Editorials
L. T. Anderson's In Reverse
They're Trying to Shame Us Into a Kennedy Vote
April 17, 1960
I'm beginning to bristle at the popular psychology which suggests that a West Virginia vote against Sen. Kennedy is a vote for bigotry.
No church has a monopoly on tolerance, a quality I find spread uniformly throughout all religions. So far, it is my personal observation that some Roman Catholics are as intolerantly for Sen. Kennedy as some backwoods candle-haters are intolerantly against him.
But there seems to be some irrepressible desire on the part of American publications to explain, beforehand, that the West Virginia vote next month will be shot through and through with ignorant prejudice against Sen. Kennedy's beliefs.
The constant din, some of it produced by such highly placed men as Sen. Pat McNamara, is calculated, it would seem, to shame West Virginia Democrats, somehow, into voting for Sen. Kennedy. I regard this as very poor strategy, and an almost personal insult.
The Roman Catholic Church's authoritarian structure will always cause apprehension among non-Catholics and it would be foolish to pretend otherwise. To dismiss as bigotry any dista[s]te for any particular church is itself bigotry; and to suppress opinion in the name of tolerance isn't tolerance, but ignorance. "Never discuss religion or politics" is a poor maxim, and if followed to the extreme would make very dull fellows of us all.
As a matter of fact, Americans have never demonstrated any between-election reticence about religion. We have produced hundreds of cheap and vulgar motion picture with religious themes; we are made ecastatic [sic] by television performers who assume pious mien to sing warbly hymns, both Latin and English; we are impressed by the popular religion that helps salesmen swing big deals; and we think it somehow nice to see the absurd command, "Go To Church Sunday," in newspapers, on billboards and on the rear ends of taxicabs.

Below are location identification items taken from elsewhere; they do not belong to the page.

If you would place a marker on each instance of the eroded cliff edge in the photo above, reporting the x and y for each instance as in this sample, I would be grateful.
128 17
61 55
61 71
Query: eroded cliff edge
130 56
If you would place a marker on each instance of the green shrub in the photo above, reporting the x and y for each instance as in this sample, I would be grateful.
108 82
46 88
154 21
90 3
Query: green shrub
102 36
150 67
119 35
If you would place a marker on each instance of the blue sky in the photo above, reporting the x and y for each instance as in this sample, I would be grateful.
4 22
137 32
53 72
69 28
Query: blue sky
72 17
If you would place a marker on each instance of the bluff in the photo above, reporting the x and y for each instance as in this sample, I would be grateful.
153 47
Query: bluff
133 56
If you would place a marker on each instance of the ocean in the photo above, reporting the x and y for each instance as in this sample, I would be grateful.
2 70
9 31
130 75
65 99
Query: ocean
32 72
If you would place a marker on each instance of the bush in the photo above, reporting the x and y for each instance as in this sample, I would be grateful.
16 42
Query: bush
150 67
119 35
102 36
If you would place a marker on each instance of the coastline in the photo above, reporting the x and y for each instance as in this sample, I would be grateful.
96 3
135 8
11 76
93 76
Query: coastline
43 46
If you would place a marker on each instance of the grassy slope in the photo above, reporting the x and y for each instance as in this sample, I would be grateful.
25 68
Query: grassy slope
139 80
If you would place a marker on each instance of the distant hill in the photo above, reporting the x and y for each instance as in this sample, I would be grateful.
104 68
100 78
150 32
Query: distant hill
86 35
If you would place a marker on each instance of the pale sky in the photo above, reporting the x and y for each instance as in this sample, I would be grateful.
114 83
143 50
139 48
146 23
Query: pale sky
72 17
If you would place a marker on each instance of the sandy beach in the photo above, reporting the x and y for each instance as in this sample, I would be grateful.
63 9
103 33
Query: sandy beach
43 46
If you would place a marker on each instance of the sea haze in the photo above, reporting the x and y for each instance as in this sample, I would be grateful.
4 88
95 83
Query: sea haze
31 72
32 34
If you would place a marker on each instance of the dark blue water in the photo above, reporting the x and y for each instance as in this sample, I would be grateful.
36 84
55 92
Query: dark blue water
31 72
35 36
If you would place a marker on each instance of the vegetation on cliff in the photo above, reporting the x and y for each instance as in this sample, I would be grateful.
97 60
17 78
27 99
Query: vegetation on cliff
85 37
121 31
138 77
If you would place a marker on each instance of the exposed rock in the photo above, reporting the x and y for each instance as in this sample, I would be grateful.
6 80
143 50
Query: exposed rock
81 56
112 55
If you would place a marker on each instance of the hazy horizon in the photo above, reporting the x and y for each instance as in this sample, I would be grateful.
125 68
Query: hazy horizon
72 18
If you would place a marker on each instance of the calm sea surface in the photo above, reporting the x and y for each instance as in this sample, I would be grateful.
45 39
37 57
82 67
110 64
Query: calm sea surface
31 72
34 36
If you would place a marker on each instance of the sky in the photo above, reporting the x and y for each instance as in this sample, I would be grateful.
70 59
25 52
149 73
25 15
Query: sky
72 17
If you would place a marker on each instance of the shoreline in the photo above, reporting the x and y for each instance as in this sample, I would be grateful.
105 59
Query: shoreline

On the other hand, many of Sen. Kennedy's questioners obviously have fixed opinions and are cruelly seeking to embarrass him. Sometimes the question-and-answer sessions appear to be nothing more than public persecution at the hands of boors. Sen. Kennedy has demonstrated good mannered restraint while talking to these hecklers. In some states, but not in West Virginia, some shameful attacks have been launched and Sen. Kennedy has repulsed them all with patient tolerance and straightforward answers.
I think Sen. Kennedy wants people to vote for him because they want him to be president, not to demonstrate their freedom from bias. Sen. Humphrey certainly doesn't want anybody to vote for him simply because he is a Protestant.
West Virginians, put to the test by the Supreme Court school integration decision, showed a great capacity for good will in the matter of race relations. In 1928, West Virginians gave Catholic Al Smith a big majority over his Protestant primary opponent. West Virginians require no lectures on tolerance from politicians or religious partisans.
Now:I'm certain that I'm joined by both Sen. Kennedy and Sen. Humphrey in the proposal that we all shut up and vote for whomever we please.